Here are the nine steps to filing Chapter 13 without a lawyer:
1. Review Your Alternatives
If you elect Chapter 13, find resource material on the Internet, such as Chapter 13 Bankruptcy Basics from the United States Courts, and at the library to guide you through the process in detail.
Your unsecured and secured debt can’t exceed $269,750 and $807,750, respectively, and you can’t file if a previous bankruptcy petition was dismissed in the last 180 days.
2. Assemble All of Your Information
This information includes your assets (including exempt assets), liabilities, income and expenses. Include any executory contracts, unexpired leases, liens, judgments and court ordered obligations.
Create a list or spreadsheet using this information, identifying all accounts and creditors. You’ll need this information to fill out various U.S. Courts forms.
3. Take a Credit Counseling Class
Enroll in and take the mandatory credit counseling from a bankruptcy-approved credit-counseling agency. Upon completion, you’ll receive a certificate that you include in your filing.

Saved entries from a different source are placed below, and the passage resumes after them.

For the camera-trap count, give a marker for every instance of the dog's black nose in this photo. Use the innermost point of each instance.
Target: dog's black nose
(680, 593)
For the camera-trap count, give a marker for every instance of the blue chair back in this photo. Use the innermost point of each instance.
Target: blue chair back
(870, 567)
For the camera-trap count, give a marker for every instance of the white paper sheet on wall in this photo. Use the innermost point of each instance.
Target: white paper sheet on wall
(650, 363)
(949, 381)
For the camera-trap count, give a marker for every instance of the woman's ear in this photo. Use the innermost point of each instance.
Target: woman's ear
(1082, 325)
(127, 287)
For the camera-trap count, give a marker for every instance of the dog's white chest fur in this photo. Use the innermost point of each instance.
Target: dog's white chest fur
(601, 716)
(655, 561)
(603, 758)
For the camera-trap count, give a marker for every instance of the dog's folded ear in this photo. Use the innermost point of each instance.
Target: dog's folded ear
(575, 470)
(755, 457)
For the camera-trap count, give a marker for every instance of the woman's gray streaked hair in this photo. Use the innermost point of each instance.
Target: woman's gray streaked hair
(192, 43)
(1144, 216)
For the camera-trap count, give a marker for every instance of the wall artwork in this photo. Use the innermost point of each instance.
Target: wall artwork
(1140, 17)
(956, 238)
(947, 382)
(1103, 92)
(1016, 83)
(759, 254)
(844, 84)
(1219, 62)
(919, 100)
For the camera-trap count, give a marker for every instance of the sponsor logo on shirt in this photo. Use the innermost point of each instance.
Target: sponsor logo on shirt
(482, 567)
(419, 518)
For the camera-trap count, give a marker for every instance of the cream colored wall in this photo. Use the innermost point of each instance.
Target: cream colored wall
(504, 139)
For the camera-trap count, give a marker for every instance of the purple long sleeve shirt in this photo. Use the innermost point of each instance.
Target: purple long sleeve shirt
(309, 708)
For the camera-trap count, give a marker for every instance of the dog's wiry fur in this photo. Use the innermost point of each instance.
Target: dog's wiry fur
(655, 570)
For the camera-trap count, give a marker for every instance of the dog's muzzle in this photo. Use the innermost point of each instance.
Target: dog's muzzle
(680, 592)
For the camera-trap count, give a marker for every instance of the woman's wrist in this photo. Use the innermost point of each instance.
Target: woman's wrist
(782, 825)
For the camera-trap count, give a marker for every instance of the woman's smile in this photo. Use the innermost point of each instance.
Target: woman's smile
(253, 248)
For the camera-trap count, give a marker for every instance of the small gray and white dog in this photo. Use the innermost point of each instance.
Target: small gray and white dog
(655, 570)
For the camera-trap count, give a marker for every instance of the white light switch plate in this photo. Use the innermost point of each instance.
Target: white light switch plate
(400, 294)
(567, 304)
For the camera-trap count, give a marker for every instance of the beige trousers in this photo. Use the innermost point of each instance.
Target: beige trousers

4. File Your Chapter 13 Petition
You can do this with the federal bankruptcy court for your home district. The forms you need to file can be found on the U.S. Courts Bankruptcy Forms page and are available at stationary stores. Be prepared to fill out at least a dozen detailed forms, including the Chapter 13 Meeting of Creditors Notices.
Alternatively, hire a bankruptcy preparation service to fill these forms out on your behalf. The court will then appoint a trustee to oversee your bankruptcy, but the trustee will not provide any legal advice.
5. Fork Over Your Fees
The court will charge you a case filing fee of $235 and an additional $75 for miscellaneous expenses. You pay the clerk of the court when filing the petition, and you can opt to stretch out your payments over four installments, with the last one due within 120 days of filing.
6. File a Repayment Plan
You can do this either with the petition or within 14 days after petitioning. It should contain your schedule for making fixed regular payments to the court trustee.
7. Meet the Creditors
The trustee will convene a meeting with you as the star witness. Your creditors will ask you questions to elicit information about your finances. The meeting typically occurs within 50 days of petitioning. You may be able to reach settlements with some of the creditors at this meeting, which will cause you to update your repayment plan.
8. Go to the Confirmation Hearing
The court holds a hearing to confirm your repayment plan. Creditors can attend and object to the plan at this time.
9. Start Writing Checks
You are committed to making biweekly or monthly payments to your trustee for at least three years (unless you repay before then).
With a little help and a lot of hard work, you can successfully file for Chapter 13 bankruptcy yourself.